The task involves analyzing huge quantities of data gathered from observations by the Transiting Exoplanet Survey Satellite. Surveying 200,000 of the brightest stars near the sun, the satellite is able to record infinitesimal changes in light levels as a body passes in front of a star.
Ishitani Silva is included as an author of a paper that has been accepted for publication in The Astrophysical Journal that describes the work that detected 181 exoplanet candidates.
Tommy Wiklind, a faculty member in Catholic University’s Institute for Astrophysics and Computational Sciences and associate director of the center, said the program helps cement the school’s reputation as an important contributor to humankind’s understanding of the galaxy and the universe.
“For the university, it attracts students who want to come and work directly with NASA and Goddard. They can come to us and fulfill their goals,” he told CNS.
The students’ work under the program has been on the cutting edge of scientific discovery, said Steve Kraemer, institute director.
He pointed to their research on gravitational waves, which were theorized by Albert Einstein over 100 years ago but not detected until 2015, as well as stellar astrophysics and X-ray astrophysics in understanding the birth, life and death of stars, planets, galaxies and other objects.
Several CRESST II postdoctoral students are working on preparations for the James Webb Space Telescope, which is scheduled for launch in the fall. Two Catholic University graduate students, now in postdoctoral positions, have been working on the telescope’s successor, the Nancy Grace Roman Space Telescope, set for launch in the mid-2020s.
In total the university has hired 25 research staff since 2017, Kraemer said, and the contract extension will allow for additional hires.

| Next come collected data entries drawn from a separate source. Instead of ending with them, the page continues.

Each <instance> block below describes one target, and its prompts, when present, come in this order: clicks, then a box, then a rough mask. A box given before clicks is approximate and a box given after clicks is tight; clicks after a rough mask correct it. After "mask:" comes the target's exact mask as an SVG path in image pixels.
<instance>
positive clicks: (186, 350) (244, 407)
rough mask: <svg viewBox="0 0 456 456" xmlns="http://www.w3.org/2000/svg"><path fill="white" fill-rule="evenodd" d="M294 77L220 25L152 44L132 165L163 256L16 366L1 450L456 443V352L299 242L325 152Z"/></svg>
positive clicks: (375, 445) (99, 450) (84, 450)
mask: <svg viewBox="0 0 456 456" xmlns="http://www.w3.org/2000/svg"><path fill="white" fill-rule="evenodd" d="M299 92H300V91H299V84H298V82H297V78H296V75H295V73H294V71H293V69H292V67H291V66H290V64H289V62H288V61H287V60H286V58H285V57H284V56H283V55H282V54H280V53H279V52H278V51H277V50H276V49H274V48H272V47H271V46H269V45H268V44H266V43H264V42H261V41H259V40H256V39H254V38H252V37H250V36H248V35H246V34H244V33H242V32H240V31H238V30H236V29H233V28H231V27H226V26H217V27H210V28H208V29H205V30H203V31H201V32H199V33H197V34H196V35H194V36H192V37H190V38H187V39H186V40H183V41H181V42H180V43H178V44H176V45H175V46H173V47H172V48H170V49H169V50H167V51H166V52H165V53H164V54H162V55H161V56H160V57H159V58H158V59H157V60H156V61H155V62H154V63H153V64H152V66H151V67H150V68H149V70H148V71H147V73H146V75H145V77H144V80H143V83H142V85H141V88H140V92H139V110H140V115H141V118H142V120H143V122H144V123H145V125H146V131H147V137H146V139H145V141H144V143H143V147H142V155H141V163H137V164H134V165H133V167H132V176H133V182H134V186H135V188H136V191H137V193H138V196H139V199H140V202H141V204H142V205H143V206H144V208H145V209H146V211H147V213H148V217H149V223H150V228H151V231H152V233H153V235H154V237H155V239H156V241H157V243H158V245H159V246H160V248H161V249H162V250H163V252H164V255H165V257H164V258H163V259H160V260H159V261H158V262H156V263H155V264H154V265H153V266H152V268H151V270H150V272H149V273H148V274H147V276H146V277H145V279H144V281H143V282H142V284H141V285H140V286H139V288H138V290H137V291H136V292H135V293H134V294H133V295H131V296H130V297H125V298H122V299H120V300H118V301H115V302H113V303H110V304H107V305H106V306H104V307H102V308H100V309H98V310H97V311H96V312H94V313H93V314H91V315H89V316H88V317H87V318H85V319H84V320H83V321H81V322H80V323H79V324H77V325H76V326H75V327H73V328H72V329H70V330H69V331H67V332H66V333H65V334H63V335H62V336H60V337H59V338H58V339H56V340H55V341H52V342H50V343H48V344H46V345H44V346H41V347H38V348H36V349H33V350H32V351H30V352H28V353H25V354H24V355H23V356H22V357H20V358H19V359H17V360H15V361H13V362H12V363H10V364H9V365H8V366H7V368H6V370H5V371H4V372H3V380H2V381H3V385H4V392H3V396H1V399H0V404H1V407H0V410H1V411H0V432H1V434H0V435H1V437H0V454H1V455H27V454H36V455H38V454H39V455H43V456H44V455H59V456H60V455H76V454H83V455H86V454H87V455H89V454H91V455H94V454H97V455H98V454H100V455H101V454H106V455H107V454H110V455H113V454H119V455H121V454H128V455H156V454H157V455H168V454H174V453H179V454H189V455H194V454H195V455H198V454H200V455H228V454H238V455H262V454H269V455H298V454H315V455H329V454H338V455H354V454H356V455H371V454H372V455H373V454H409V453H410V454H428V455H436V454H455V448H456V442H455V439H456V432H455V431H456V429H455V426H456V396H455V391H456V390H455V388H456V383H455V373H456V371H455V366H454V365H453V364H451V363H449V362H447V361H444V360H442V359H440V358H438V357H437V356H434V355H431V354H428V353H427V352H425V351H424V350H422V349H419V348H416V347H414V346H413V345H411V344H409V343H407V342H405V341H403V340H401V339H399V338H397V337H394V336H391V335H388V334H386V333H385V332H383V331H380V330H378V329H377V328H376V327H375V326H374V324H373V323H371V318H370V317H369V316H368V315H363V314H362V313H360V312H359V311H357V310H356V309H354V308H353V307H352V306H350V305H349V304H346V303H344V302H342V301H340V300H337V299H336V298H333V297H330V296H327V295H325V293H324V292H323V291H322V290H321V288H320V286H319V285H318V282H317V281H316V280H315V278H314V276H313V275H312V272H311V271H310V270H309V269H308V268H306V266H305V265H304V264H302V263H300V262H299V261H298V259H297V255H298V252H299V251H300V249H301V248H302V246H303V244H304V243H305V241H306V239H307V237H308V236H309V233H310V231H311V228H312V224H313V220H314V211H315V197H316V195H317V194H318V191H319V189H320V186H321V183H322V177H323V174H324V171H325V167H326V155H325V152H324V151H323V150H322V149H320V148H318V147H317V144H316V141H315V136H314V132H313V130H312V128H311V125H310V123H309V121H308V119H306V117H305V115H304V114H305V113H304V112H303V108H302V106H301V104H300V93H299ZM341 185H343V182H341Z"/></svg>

Ishitani Silva enrolled at Catholic University after learning that scientists in Goddard’s Exoplanets and Stellar Astrophysics Group were looking for students to conduct research into the existence of planets beyond the solar system. She holds a bachelor’s degree in physics from the Federal University of Minas Gerais in Brazil.
The prospect of working with NASA was one she said she could not ignore.
“It’s a great opportunity for me to be at CUA to have this connection and to be working with something I like. It’s not just astrophysics in general. I am super interested in exoplanets,” Ishitani Silva said.
Her new research project involves the detection of exoplanets through gravitational microlensing — seeing the light from a more distant star and planetary system that appears temporarily brighter because it is magnified by the gravity of a closer star.
“It’s the new exoplanet discovery technique,” she said.
The work involves analyzing data from the Microlensing Observations in Astrophysics telescope in New Zealand. One discovery of a possible exoplanet using the process occurred last summer and is the subject of paper Ishitani Silva co-wrote with Goddard scientist David Bennett set to be published later this year.